With spring approaching, eyes at one office near DuBois are turning toward a pair of bald eagles once again.

We went looking for the birds and the bird watchers.

Some wildlife teachers and nearby employees say they’ve been watching the nest closely for a few years now.

“I’ve never thought about bald eagles at all until the nest was here,” says Kristy Smith, who works nearby.

But now, the Unilec employees are hooked. Without eagle eyes of their own, they use a scope to spot the flying couple.

“She’s obviously laid an egg or more than one egg.
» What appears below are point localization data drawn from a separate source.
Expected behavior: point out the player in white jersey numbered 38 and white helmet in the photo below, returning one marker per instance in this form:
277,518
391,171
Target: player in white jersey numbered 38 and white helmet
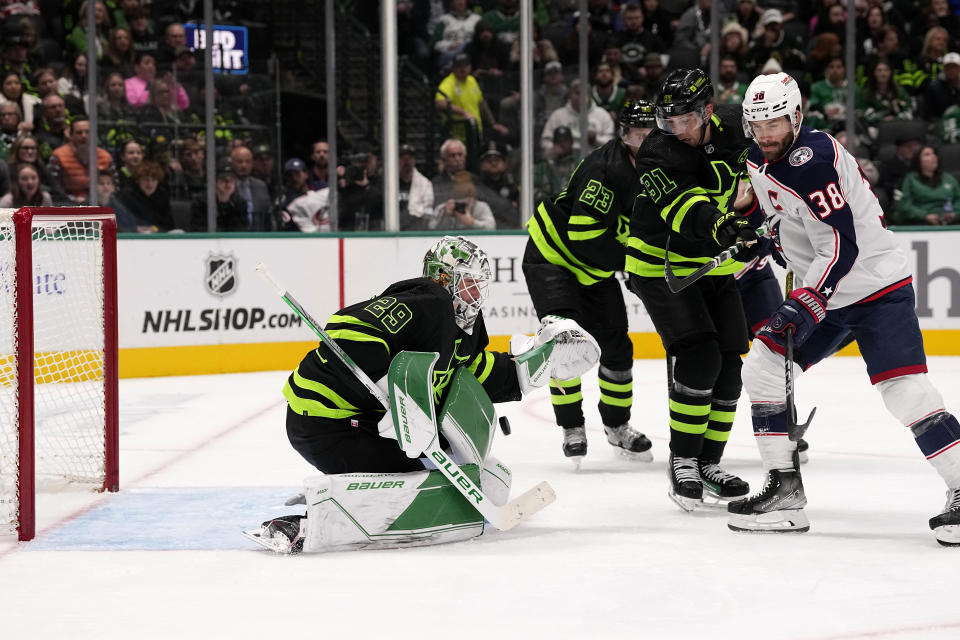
828,227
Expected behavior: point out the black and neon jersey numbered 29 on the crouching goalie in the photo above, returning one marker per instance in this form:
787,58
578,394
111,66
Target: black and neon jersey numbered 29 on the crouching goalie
411,315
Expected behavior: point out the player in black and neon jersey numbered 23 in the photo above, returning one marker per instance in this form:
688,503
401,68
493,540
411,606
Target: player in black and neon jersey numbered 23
577,244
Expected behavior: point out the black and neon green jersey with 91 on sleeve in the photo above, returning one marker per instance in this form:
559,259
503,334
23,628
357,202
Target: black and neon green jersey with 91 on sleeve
684,189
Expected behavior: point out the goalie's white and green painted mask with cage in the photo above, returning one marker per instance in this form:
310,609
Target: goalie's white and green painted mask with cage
463,270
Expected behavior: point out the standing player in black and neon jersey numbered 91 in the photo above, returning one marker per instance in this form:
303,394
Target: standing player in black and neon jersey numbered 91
690,167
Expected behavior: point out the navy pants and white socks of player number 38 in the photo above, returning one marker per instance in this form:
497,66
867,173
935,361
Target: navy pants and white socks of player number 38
889,338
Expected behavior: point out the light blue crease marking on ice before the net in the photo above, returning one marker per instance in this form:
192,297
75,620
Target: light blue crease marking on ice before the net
160,519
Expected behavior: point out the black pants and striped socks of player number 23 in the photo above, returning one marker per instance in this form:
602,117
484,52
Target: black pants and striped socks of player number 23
600,310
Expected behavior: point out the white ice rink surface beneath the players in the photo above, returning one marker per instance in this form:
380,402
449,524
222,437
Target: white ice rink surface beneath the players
202,457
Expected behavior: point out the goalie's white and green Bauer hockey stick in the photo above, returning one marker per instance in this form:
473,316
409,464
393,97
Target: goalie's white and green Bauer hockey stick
503,517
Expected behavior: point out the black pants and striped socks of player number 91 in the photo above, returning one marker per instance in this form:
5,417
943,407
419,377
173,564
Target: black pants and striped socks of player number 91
703,331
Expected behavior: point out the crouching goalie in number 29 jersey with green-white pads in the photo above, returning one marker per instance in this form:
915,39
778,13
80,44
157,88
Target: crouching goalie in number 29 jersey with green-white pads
341,428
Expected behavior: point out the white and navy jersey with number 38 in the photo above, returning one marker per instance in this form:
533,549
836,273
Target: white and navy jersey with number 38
826,220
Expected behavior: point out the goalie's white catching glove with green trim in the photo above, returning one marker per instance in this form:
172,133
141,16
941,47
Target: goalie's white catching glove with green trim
560,349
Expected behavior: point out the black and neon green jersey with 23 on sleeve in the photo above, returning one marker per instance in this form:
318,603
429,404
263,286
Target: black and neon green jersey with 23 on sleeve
585,227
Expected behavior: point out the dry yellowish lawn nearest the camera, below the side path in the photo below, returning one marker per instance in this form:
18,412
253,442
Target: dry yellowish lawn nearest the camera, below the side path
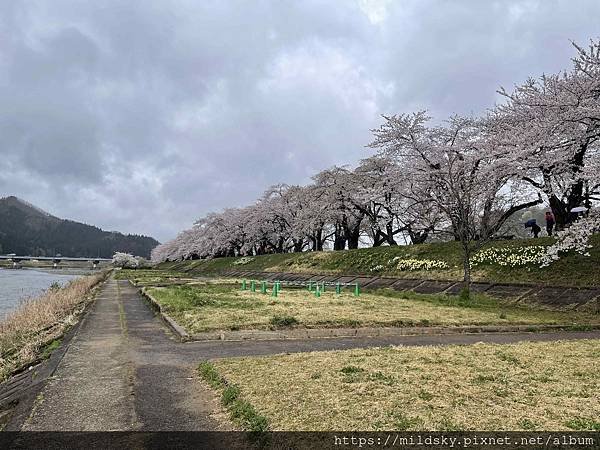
525,386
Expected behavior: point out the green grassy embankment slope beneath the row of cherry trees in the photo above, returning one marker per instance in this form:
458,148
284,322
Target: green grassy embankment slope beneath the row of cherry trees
572,270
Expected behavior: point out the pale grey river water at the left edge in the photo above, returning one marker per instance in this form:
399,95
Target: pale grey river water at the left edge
19,284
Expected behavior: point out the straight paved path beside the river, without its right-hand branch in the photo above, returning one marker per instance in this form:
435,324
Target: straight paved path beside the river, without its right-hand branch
121,373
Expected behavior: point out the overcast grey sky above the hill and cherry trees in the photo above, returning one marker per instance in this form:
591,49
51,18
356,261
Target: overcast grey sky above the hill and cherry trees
140,116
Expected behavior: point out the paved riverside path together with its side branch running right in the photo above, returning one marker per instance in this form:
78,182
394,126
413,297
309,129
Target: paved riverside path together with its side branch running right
124,371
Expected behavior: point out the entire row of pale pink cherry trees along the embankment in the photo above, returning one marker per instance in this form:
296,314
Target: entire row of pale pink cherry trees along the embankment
462,179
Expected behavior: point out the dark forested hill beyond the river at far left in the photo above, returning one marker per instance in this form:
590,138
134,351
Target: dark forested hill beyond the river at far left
28,230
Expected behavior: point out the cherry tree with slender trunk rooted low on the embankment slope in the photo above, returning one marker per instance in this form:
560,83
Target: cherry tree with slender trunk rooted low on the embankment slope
454,169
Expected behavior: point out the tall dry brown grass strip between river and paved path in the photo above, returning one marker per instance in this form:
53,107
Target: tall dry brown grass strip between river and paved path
38,321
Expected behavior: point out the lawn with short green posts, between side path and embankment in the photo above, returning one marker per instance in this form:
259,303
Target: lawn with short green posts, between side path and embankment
212,306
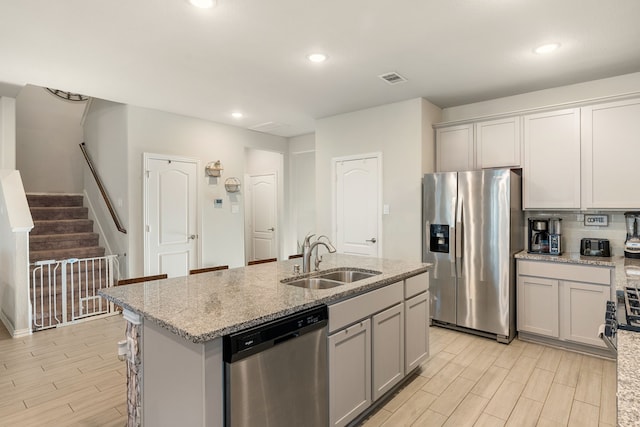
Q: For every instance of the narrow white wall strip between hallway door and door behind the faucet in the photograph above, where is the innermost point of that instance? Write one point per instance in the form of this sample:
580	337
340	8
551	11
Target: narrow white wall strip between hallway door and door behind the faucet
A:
302	187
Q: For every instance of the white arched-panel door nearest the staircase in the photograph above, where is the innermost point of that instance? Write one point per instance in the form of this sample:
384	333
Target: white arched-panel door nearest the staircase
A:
171	216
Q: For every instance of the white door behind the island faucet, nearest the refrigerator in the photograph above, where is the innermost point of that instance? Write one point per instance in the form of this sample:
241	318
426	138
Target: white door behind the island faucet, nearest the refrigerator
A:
357	216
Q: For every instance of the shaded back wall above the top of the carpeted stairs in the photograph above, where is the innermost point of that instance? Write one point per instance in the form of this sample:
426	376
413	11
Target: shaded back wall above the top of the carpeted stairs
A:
48	131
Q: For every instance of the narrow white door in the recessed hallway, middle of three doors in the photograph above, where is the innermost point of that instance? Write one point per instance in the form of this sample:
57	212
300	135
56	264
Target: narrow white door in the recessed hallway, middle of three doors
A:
263	202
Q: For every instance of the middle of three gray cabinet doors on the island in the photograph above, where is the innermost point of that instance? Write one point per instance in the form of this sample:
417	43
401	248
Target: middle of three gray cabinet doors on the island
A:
388	349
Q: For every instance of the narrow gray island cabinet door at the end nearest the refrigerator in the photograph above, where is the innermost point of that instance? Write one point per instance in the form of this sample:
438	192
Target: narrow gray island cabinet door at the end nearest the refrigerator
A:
416	318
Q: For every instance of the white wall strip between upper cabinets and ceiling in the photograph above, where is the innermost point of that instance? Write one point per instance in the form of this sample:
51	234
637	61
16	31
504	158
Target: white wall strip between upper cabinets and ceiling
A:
614	86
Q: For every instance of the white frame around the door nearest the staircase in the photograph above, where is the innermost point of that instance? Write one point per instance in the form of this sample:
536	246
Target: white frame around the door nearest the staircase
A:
146	157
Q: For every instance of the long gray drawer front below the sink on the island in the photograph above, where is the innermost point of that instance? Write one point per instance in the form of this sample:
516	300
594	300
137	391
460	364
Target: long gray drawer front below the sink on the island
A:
357	308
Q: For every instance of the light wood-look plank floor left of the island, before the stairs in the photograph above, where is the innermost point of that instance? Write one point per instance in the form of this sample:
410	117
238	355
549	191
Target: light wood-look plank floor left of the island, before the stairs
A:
67	376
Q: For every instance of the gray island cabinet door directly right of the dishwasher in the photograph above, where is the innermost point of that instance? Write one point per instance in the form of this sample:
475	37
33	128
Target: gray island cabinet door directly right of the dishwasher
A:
350	372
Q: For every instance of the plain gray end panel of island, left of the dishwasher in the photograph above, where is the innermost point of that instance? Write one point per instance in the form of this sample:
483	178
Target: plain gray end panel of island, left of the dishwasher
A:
182	381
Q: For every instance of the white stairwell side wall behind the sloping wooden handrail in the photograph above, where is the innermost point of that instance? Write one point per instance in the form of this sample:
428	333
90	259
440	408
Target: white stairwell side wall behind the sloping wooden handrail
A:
105	135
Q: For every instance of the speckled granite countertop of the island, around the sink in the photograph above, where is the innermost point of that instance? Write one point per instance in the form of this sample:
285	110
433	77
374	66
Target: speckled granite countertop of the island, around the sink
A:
205	306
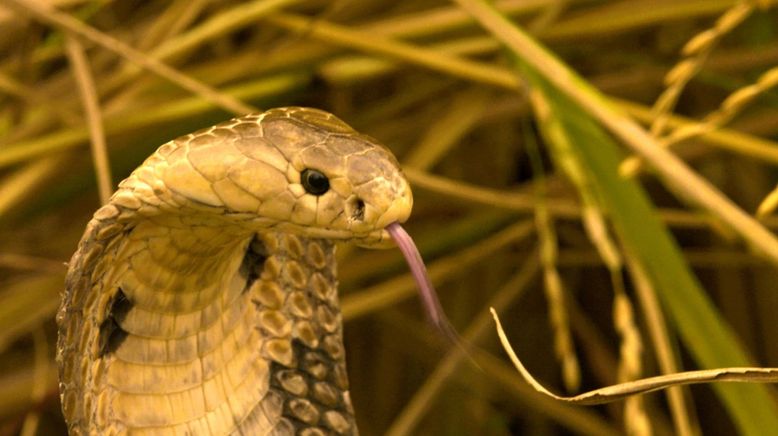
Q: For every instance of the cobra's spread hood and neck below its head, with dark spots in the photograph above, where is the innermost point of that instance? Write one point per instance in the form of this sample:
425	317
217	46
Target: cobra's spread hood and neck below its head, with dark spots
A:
211	330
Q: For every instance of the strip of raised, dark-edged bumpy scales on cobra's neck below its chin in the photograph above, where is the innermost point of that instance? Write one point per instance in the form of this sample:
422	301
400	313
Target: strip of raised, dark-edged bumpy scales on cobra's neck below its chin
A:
297	305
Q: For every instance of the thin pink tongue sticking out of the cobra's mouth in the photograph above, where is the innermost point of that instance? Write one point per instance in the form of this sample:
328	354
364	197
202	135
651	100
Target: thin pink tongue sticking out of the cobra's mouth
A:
429	297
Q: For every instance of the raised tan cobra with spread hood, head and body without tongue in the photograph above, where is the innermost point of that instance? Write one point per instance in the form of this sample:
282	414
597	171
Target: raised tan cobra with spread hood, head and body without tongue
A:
202	298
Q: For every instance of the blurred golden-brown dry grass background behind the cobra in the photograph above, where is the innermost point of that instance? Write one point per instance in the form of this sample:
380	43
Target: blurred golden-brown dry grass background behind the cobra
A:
499	196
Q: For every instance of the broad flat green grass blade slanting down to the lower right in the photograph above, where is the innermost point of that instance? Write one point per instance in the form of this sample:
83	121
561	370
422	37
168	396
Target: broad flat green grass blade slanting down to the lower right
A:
704	332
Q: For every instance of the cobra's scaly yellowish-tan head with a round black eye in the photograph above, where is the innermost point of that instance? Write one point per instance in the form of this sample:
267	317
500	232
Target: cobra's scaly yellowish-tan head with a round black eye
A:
295	169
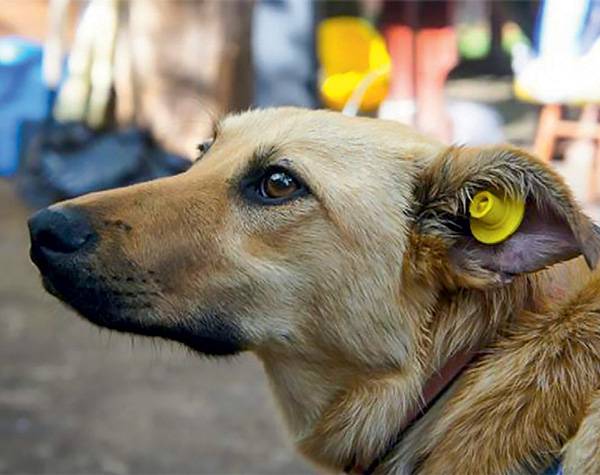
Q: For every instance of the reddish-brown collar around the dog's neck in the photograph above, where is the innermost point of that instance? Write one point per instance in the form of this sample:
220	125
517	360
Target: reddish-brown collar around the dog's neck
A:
432	392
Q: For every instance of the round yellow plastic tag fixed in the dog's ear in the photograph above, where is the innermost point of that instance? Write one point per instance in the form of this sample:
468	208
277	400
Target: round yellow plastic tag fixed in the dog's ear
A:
494	219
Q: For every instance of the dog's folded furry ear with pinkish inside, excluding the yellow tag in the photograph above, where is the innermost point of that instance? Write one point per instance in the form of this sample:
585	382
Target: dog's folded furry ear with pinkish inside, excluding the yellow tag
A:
553	229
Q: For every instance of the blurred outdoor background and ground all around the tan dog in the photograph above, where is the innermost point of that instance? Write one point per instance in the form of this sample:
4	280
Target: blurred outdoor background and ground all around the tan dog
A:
104	93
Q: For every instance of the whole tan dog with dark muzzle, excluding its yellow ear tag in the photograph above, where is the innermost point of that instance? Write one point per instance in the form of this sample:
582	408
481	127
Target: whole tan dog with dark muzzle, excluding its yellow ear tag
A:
338	250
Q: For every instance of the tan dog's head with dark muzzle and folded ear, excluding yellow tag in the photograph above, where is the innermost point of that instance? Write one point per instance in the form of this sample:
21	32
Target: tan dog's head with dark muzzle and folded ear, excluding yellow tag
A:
304	232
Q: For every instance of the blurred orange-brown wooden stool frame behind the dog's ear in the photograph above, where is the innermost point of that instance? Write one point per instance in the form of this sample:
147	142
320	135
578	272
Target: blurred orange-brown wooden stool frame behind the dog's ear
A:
552	126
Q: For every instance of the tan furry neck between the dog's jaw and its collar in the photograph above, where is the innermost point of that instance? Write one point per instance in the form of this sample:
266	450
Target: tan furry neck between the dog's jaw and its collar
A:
338	417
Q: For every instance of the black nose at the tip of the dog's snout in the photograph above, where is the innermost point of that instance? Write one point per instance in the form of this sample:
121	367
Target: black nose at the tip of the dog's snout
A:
60	229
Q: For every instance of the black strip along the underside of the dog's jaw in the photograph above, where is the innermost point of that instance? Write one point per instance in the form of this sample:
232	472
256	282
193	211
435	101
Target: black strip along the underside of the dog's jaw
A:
207	333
We can’t see from here,” says Smith.

“She’s been sitting on the nest now for a few weeks and he brings her food,” says Len Hawkins, who works nearby.

For four seasons, Penn State DuBois wildlife instructor Emily Thomas says she’s brought her animal identification class to see the nest.

Thomas says it used to be smaller, when it was home to great blue herons.

“There were scattered nests all throughout the trees and the bald eagles actually built on to one of those nests and that displaced the herons,” says Thomas.

“We got out and we looked for about five minutes to look and there was a female eagle on her legs in the nest,” says freshman Tyler Ferguson.

“She just sits down in it and you can kind of see the top of her head sometimes and the male is flying around,” says freshman Corinne Blossfeld.

Thomas says eagles used to be rare because the pesticide DDT thinned their egg shells, but their numbers have soared since being re-introduced in Pennsylvania in the ’80s.

She believes this pair must be at least four or five years old since they’re having young, and that they fledged three young in 2014 and two last year.

“They just look like a ball of gray fuzz for a while,” says Smith.

“When one of them brings food back, you’ll see their heads bop up and down and as they get bigger you get to see them, they turn black,” says Hawkins.

“I think it’s actually pretty cool because I’ve never gotten to see eagles out in the wild,” says Ferguson.

Thomas says even though the baby eagles are small, they grow to full size before leaving the nest.  We did not spot the eagles on Thursday, but we did get some pictures from bird watchers.